Toutefois, quels qu’aient pu être les défauts de la traduction originale et quelle qu’ait pu être la responsabilité de l’éditeur américain ou du traducteur, Le Deuxième Sexe n’en a pas moins été mis à la disposition des lecteurs anglophones, qui lui firent un véritable triomphe. L’idée de la femme en tant que concept social et les principes philosophiques sur lesquels s’appuyait la question que Beauvoir pose dès la première page de son introduction, « Qu’est-ce qu’une femme ? », imposait au monde occidental une façon radicalement différente de voir les femmes et d’en parler. La formule de Simone de Beauvoir, « On ne naît pas femme, on le devient », symbolisait cette prise de conscience : elle lança les études sur le genre aux États-Unis4. Des centaines, pour ne pas dire des milliers de livres, d’essais, d’articles et d’autres ouvrages sur la femme en tant qu’être socialement construit et auquel est imposée une « nature féminine » mythique en sont issus et continuent de foisonner.

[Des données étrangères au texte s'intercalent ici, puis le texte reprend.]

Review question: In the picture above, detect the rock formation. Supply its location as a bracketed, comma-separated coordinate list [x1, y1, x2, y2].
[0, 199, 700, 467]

Le Deuxième Sexe a déclenché, de manière retentissante, des deux côtés de l’Atlantique, les ondes de choc d’une révolution non-violente, dont les répercussions et les ramifications perdurent encore aujourd’hui.

Notre travail de traductrices obéissait à trois impératifs : il fallait respecter l’intégrité du texte et le traduire dans son entier, sans rien omettre de ce qu’avait écrit Simone de Beauvoir ; saisir sa dimension philosophique ainsi que son vocabulaire existentialiste et spécialisé ; enfin recréer aussi fidèlement que possible le style intrinsèque de l’auteur, c’est-à-dire sa syntaxe, sa ponctuation, sa grammaire et sa voix.

Dans la première traduction, de vastes pans de la section consacrée à l’histoire avaient subi une amputation radicale. Ironie du sort, c’étaient les noms et les hauts faits de femmes générales d’armées, de grandes figures littéraires, de savantes et de mathématiciennes que l’on avait fait disparaître. Nous savions qu’il était essentiel de réintégrer au texte ces personnages « oubliés » ; et il en va de même pour les nombreuses femmes de lettres citées dans Le Deuxième Sexe. Simone de Beauvoir a été à l’origine du développement d’analyses féministes de textes littéraires et historiques, lesquelles ont pris depuis une si grande importance dans les études féministes et ont mis en lumière d’importantes figures historiques et littéraires féminines qui vivaient dans l’ombre depuis des siècles.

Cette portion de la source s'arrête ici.